The SAS® System includes powerful software for econometric and systems modeling, financial analysis and reporting, time series analysis and automatic forecasting, and access to commercially available economic and financial databases. You can specify, estimate, and simulate complex nonlinear models using simultaneous equations with dynamic or lagged relationships. You can create econometric models of the entire economy of a country or of individual market segments, physical models, biological models to simulate living processes, and ecological models to represent systems in nature.
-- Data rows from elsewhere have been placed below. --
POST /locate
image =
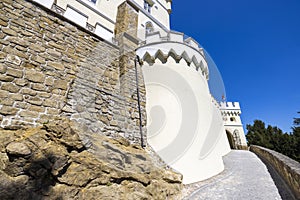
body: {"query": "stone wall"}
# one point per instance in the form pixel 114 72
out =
pixel 288 168
pixel 51 67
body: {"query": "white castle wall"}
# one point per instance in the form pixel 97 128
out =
pixel 231 112
pixel 100 17
pixel 185 125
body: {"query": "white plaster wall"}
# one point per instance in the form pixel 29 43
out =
pixel 158 12
pixel 192 143
pixel 104 33
pixel 46 3
pixel 142 20
pixel 76 17
pixel 93 17
pixel 231 129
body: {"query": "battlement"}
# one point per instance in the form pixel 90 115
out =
pixel 230 106
pixel 172 36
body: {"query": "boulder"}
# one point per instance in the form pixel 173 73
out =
pixel 61 160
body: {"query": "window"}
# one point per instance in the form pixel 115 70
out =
pixel 147 6
pixel 93 1
pixel 232 119
pixel 149 28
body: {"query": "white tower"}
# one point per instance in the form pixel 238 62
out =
pixel 231 112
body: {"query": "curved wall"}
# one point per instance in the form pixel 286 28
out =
pixel 185 126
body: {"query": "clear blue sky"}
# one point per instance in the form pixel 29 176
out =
pixel 256 46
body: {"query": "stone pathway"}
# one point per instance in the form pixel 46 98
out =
pixel 245 177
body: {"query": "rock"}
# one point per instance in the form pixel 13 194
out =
pixel 18 149
pixel 68 162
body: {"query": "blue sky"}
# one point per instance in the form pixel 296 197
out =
pixel 256 46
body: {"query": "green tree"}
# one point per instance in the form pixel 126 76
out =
pixel 273 138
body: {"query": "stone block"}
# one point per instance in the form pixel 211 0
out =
pixel 4 94
pixel 35 108
pixel 27 113
pixel 6 78
pixel 10 87
pixel 7 102
pixel 34 76
pixel 60 84
pixel 50 103
pixel 16 96
pixel 56 65
pixel 28 91
pixel 35 101
pixel 8 110
pixel 9 31
pixel 13 59
pixel 14 72
pixel 54 53
pixel 21 82
pixel 38 87
pixel 22 105
pixel 3 23
pixel 49 81
pixel 3 68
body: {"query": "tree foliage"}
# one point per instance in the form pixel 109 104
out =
pixel 272 137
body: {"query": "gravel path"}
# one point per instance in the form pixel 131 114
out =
pixel 245 177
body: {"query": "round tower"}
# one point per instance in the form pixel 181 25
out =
pixel 231 112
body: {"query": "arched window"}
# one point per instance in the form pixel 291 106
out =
pixel 236 137
pixel 149 28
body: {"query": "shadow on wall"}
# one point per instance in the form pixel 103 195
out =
pixel 284 189
pixel 28 178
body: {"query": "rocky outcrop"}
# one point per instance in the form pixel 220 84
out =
pixel 61 160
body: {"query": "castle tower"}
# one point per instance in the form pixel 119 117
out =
pixel 231 112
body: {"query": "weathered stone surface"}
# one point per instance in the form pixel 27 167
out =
pixel 10 87
pixel 14 72
pixel 62 160
pixel 18 149
pixel 34 76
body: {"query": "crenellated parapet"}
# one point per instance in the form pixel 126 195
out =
pixel 173 45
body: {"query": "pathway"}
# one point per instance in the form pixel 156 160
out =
pixel 245 177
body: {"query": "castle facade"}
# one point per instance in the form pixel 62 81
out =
pixel 116 67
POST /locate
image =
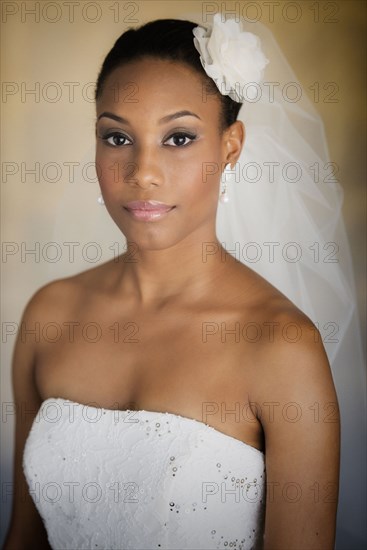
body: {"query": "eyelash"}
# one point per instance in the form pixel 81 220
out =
pixel 192 138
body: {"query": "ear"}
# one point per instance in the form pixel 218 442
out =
pixel 233 141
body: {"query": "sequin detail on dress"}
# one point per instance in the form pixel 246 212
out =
pixel 137 480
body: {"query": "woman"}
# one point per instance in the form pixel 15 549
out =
pixel 225 449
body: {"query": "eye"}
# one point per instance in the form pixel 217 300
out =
pixel 178 139
pixel 115 139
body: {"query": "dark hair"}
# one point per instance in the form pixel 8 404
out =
pixel 169 39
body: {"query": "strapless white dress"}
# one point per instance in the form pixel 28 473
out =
pixel 142 480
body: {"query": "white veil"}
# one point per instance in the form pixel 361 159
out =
pixel 283 220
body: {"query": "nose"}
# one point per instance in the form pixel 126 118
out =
pixel 146 169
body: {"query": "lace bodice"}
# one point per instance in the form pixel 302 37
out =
pixel 107 479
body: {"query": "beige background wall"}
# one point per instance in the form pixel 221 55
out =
pixel 325 45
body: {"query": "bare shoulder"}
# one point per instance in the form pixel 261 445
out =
pixel 293 396
pixel 290 359
pixel 66 295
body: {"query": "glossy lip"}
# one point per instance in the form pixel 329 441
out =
pixel 148 210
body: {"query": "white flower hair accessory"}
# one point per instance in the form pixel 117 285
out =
pixel 231 57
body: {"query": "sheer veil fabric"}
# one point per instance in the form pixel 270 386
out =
pixel 284 221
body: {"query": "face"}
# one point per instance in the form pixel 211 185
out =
pixel 159 140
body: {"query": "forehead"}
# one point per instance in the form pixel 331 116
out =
pixel 152 84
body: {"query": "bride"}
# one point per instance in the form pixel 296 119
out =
pixel 178 409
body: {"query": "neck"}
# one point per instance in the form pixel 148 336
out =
pixel 189 269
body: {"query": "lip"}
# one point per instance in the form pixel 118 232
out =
pixel 148 210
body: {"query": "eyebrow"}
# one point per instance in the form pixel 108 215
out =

In addition, the software has new features for handling estimation and simulation of systems of first-order differential equations.

Econometric and Time Series Analysis

SAS/ETS® software provides tools for a wide variety of applications in business, government, and academia. It is designed for financial analysts working with business data in time series, forecasters constructing forecasts using time series techniques, and econometricians building complex economic models. SAS/ETS software is useful whenever it is necessary to analyze or predict processes that take place over time, such as analyzing pollution emissions data or modeling the dynamics of drug metabolism. Other applications are forecasting electricity demand, industrial production, and oil prices, planning inventories, monitoring thermal emissions, or analyzing the effect of drunk driving laws on highway accident rates.

Forecasting System

SAS/ETS software includes a point-and-click application for exploring and analyzing univariate time series data. You can use graphical and statistical techniques to select, fit, evaluate, and compare different forecasting models. Or use the automatic model selection facility to select the best-fitting model for each time series. The Time Series Forecasting System supports a wide range of models, including a variety of time trends, exponential smoothing, Winters method, interventions, ARIMA, and dynamic regression models.